In summary, the accumulating evidence suggests that strengthening a specific subset of connection weights for a learned task and minimizing their overlap across multiple tasks can effectively mitigate catastrophic forgetting in artificial neural networks. The results align with observations in the biological brain, where neural plasticity is regulated with greater robustness and precision. We expect to see future efforts to scale up these mechanisms in more extensive and deeper neural networks and apply more complex real-world use cases.

Conclusions

In recent decades, AI has achieved phenomenal progress in achieving or surpassing human performance after adopting human brain-inspired deep neural networks. These networks are primarily implemented for specific tasks and problems, requiring enormous training data and computation resources. In contrast, human brains can learn quickly and incrementally with significantly less data and remarkable energy efficiency.

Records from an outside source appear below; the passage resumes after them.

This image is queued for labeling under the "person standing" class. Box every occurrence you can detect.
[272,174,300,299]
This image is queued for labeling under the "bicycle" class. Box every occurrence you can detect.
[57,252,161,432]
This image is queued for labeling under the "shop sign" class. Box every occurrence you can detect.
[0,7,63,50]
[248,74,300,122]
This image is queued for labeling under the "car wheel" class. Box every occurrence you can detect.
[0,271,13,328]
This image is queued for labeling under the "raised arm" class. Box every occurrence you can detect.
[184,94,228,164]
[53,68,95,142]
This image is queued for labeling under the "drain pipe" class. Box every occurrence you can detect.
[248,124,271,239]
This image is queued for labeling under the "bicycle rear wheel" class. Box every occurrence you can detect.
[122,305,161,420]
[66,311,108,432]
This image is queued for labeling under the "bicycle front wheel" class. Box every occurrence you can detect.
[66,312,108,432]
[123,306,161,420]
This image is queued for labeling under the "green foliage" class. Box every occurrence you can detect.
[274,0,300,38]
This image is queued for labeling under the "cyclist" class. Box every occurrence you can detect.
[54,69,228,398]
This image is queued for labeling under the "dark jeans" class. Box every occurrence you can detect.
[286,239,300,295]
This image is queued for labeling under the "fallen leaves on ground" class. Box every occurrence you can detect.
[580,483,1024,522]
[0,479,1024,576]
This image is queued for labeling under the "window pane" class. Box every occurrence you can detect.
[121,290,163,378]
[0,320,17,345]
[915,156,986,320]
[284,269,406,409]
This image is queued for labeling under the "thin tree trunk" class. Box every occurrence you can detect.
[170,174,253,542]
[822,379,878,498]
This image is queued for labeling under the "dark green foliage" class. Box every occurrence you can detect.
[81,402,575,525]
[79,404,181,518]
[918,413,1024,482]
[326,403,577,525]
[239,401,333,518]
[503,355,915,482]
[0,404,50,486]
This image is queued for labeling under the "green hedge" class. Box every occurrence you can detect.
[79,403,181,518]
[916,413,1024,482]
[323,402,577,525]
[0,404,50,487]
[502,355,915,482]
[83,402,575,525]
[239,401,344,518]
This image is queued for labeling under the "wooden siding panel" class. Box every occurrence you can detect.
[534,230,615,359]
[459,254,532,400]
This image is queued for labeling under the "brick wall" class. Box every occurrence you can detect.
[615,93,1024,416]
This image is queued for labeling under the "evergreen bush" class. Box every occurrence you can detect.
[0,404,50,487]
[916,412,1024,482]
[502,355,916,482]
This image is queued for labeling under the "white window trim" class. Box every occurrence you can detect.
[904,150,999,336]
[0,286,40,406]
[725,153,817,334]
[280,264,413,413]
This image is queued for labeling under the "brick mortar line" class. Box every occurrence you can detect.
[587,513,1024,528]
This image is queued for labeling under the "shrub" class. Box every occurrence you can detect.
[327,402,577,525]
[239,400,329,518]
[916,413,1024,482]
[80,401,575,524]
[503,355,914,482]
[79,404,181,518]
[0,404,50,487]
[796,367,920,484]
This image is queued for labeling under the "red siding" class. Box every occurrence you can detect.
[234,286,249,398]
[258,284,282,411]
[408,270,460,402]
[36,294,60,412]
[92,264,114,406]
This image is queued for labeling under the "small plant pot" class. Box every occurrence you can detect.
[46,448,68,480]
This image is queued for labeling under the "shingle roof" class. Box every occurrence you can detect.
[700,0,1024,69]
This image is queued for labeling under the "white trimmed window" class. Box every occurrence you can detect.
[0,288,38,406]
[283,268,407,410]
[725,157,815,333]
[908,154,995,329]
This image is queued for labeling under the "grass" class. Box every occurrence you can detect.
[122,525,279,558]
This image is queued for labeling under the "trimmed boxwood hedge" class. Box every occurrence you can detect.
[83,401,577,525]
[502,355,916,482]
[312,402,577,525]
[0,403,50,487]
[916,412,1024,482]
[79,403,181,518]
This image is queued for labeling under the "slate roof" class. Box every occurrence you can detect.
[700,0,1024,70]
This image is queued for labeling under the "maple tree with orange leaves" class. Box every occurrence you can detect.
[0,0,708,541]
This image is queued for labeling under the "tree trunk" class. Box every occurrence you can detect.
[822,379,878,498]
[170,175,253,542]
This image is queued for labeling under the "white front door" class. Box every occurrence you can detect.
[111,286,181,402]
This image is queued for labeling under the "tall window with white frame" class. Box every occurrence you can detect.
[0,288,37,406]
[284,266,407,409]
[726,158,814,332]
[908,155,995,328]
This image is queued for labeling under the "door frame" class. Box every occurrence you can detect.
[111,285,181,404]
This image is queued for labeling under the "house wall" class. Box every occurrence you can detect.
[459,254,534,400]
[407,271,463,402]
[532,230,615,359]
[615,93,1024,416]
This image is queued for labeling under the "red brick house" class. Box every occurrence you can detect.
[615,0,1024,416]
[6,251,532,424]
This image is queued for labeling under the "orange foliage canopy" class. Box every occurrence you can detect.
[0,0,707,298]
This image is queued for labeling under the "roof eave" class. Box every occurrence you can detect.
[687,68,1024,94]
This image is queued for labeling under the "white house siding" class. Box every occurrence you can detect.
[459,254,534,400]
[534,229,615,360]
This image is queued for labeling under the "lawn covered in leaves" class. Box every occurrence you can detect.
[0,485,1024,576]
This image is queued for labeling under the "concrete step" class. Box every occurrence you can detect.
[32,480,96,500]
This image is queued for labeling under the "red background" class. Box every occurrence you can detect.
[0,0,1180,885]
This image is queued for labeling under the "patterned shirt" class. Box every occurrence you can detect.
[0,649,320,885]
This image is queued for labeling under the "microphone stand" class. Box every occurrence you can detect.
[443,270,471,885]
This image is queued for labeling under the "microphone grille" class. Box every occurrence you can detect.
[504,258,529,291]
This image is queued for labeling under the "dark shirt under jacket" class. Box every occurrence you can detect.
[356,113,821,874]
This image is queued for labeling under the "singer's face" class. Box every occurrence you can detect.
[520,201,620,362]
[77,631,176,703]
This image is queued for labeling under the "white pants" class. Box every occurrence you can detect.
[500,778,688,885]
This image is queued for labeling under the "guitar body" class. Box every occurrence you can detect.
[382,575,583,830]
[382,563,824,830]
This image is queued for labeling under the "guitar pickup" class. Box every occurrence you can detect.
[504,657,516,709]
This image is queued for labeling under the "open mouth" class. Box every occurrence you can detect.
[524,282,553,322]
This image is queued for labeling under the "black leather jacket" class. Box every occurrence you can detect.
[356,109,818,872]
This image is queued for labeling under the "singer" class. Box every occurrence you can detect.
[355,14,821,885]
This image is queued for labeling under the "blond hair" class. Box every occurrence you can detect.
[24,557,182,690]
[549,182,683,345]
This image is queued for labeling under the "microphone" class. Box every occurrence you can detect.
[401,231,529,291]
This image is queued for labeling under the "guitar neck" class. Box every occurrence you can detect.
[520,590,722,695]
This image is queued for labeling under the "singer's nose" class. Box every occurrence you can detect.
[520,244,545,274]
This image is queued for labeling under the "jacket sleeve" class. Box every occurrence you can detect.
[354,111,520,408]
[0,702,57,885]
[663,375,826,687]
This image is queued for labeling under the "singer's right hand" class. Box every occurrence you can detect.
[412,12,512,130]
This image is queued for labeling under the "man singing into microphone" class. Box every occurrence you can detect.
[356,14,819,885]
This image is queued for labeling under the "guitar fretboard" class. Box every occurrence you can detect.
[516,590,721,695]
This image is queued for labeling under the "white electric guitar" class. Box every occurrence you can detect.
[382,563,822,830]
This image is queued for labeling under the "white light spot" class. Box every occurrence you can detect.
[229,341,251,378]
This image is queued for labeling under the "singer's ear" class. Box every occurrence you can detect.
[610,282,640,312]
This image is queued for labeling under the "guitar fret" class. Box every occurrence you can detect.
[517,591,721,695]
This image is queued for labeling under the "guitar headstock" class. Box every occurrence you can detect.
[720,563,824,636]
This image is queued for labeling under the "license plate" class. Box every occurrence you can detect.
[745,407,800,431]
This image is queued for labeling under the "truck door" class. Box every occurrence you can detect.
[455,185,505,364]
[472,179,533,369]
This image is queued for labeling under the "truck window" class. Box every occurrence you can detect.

Progress in addressing catastrophic forgetting in ANNs has suggested the direction of narrowing this gap. Recent studies reveal that a single brain-inspired method is insufficient to overcome catastrophic forgetting. Instead, combining multiple processes is essential to prevent forgetting, particularly when the number of tasks or complexity increases. Interestingly, those brain-inspired solutions consistently exhibit energy efficiency. Further research in this area will continue to shed light on the path for AI to achieve more efficient and generalized learning in the foreseeable future.

Conversely, a crucial insight from investigating human memory processes is that our brains not only refine our brain cells’ plasticity during learning but also actively consolidate and maintain what we have learned throughout our lifetime. Neuroscientists currently possess a limited understanding of these mechanisms. Deep learning models are valuable tools to supplement their research, facilitating theoretical frameworks, systematic tests, and network-level experiments. The ongoing convergence of these two fields promises a deeper understanding of the brain’s inner workings in learning and memory, which are foundational to human cognition and intelligence.